CSUs, Teacher's Assistants Approve First Contract
Union and universities agree on first collective bargaining contract
May 19, 2005 4:08 PM
Changes are brewing for the 6,000 graduate students and undergraduate students who are academic student employees working as teaching associates, graduate assistants and instructional assistants in the California State University system.
After seven months of negotiations, the CSU and the union for academic student employees, the California Alliance of Academic Student Employees, have reached a tentative agreement on their first collective bargaining contract.
“Students were getting different wages working the same job at different CSUs,” said Xochitl Lopez, an organizer for the student employees union and graduate student at Sacramento State University.
“Some employees were even getting health benefits, with a contract we will no longer be controlled by the employer.”

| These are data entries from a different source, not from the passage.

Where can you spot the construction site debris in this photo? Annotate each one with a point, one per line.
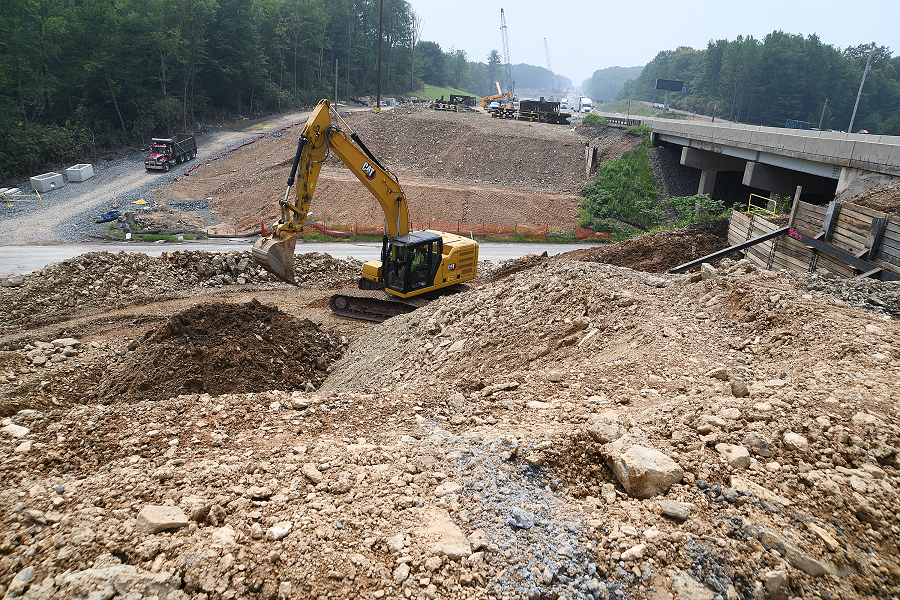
(222, 348)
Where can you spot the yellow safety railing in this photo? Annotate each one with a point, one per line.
(771, 206)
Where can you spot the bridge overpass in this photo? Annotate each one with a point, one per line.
(777, 160)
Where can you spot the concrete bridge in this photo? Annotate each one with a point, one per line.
(839, 165)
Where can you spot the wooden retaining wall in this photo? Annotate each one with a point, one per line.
(853, 228)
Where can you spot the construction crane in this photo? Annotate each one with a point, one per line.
(510, 84)
(554, 81)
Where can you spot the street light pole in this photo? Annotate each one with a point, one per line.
(861, 83)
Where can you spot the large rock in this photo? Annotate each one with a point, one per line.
(440, 534)
(153, 519)
(643, 472)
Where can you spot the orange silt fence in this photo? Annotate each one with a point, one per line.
(475, 230)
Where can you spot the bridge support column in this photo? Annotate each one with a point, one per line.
(710, 163)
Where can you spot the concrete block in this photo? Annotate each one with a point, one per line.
(80, 172)
(47, 182)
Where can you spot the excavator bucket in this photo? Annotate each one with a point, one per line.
(276, 256)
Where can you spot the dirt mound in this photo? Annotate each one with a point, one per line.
(885, 198)
(658, 252)
(453, 167)
(105, 280)
(223, 348)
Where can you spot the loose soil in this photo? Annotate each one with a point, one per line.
(466, 168)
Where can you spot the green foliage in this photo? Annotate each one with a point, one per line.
(695, 209)
(782, 76)
(594, 119)
(623, 190)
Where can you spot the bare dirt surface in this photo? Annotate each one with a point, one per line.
(221, 348)
(454, 167)
(565, 429)
(661, 251)
(885, 198)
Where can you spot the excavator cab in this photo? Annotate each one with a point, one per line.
(410, 262)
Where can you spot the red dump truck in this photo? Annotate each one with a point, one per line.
(165, 153)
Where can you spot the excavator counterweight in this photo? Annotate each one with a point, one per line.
(414, 266)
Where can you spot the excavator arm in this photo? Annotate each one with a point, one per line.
(320, 137)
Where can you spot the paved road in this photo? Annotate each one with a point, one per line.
(25, 259)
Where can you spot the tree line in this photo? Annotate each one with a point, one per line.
(81, 76)
(783, 76)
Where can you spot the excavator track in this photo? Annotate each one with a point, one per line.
(378, 305)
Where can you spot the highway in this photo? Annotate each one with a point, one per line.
(18, 260)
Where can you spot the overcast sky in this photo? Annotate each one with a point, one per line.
(586, 36)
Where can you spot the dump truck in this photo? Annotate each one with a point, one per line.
(165, 153)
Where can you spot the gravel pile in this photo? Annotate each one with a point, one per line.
(104, 280)
(574, 429)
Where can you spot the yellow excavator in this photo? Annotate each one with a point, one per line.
(414, 267)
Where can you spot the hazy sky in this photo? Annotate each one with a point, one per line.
(586, 36)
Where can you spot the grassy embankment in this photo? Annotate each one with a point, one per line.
(623, 201)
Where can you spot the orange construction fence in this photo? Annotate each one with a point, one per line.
(475, 230)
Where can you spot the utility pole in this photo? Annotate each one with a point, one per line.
(822, 118)
(380, 23)
(861, 83)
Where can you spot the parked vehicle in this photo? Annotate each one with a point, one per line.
(165, 153)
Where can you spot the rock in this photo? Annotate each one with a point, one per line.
(520, 519)
(440, 535)
(635, 552)
(506, 446)
(796, 442)
(642, 471)
(279, 531)
(121, 581)
(686, 587)
(15, 430)
(718, 373)
(673, 509)
(310, 471)
(153, 519)
(748, 487)
(830, 543)
(19, 583)
(556, 376)
(737, 457)
(401, 573)
(448, 487)
(739, 388)
(260, 492)
(284, 590)
(758, 445)
(604, 432)
(775, 582)
(195, 508)
(862, 418)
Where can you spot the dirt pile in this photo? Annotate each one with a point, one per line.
(658, 252)
(885, 198)
(106, 280)
(223, 348)
(464, 451)
(453, 167)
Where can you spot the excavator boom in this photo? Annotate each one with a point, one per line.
(413, 266)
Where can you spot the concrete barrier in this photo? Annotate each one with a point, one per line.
(47, 182)
(79, 172)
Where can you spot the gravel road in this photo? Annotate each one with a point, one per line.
(68, 213)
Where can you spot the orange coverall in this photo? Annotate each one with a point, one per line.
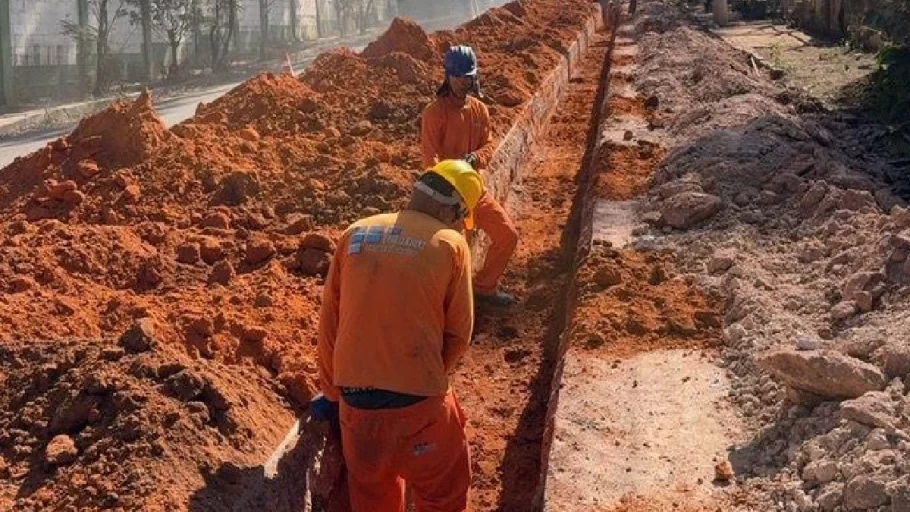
(397, 315)
(452, 128)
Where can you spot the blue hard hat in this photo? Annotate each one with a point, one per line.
(460, 61)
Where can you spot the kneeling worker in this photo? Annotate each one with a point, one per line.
(397, 315)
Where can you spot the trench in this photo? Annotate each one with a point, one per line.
(506, 380)
(542, 172)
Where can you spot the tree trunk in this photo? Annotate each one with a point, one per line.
(341, 18)
(215, 36)
(263, 28)
(101, 50)
(226, 36)
(292, 5)
(146, 13)
(721, 13)
(175, 50)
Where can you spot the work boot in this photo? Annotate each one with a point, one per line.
(497, 299)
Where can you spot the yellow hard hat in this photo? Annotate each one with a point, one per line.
(467, 183)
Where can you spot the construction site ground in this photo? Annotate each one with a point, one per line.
(823, 68)
(712, 282)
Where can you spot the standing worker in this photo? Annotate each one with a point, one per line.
(397, 314)
(457, 125)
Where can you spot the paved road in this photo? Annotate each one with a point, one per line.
(172, 111)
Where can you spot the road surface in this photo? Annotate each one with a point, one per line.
(176, 109)
(172, 111)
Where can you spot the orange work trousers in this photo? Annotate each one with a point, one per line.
(492, 219)
(423, 445)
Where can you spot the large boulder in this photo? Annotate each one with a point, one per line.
(684, 210)
(825, 373)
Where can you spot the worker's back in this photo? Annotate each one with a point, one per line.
(400, 294)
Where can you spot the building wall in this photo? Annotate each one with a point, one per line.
(37, 32)
(44, 59)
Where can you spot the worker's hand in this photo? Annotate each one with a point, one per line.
(323, 409)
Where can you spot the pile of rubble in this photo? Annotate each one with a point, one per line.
(218, 231)
(804, 244)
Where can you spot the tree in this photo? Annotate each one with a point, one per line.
(721, 12)
(145, 15)
(106, 14)
(172, 19)
(344, 9)
(365, 14)
(222, 22)
(265, 6)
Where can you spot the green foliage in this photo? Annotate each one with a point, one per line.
(890, 93)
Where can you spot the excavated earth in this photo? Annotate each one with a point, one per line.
(159, 289)
(778, 225)
(207, 243)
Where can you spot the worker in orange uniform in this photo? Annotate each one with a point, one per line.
(397, 314)
(457, 125)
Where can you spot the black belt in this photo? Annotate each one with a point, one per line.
(372, 398)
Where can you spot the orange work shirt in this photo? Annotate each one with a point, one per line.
(451, 128)
(397, 308)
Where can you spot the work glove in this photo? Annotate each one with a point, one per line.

The agreement will be voted on May 25, meaning the details on the improved work conditions will be revealed at that time. Lopez said overall, the union, which is affiliated with the United Auto Workers, was bargaining for a pay increase.
“In the end the university was very cooperative, “ Lopez said. “We have made great strides and it is empowering that we have a democratic say in our work conditions.”
In a statement released to the press, CSU Assistant Vice Chancellor for Human Resources Sam Strafaci agreed the bargaining went smoothly with the union.
“We are very pleased that we have reached an agreement for the first contract with the UAW,” Strafaci said. “Initial contract bargaining is very difficult and the agreement is an indication that the parties took their work seriously.
“Both parties were willing to be creative and make the compromise necessary to reach agreement in a constructive and professional manner. I am looking forward to working with the union leadership during the term of this contract.”
SF State graduate student Christopher Fisher works as a graduate assistant for the biology department. Earning $12 an hour, Fisher manages grades, does prep work for lectures and is a co-instructor for two biology courses. On top of his work for the biology department he has taken out student loans and works a part-time retail job to cover his rent and living costs.
“I have never been part of a union but having health insurance would be incredible,” said Fisher. “I can’t cover health insurance with the income I am making right now.”
In January 2004, the CSU students working as academic employees officially joined the union. Fisher said he feels that his work as a graduate assistant has been an amazing learning experience, but he is concerned about how his job will be affected in the future now that he is part of a union.
“I am concerned that people in leadership positions will be too greedy and ask for too much from the CSU system,” said Fisher. “I am also concerned about everyone’s need being genuinely represented by the CAASE/UAW.”
The California Alliance of Academic Student Employees and United Auto Workers represents more than 26,000 academic student employees nationally, including more than 12,000 in the University of California system.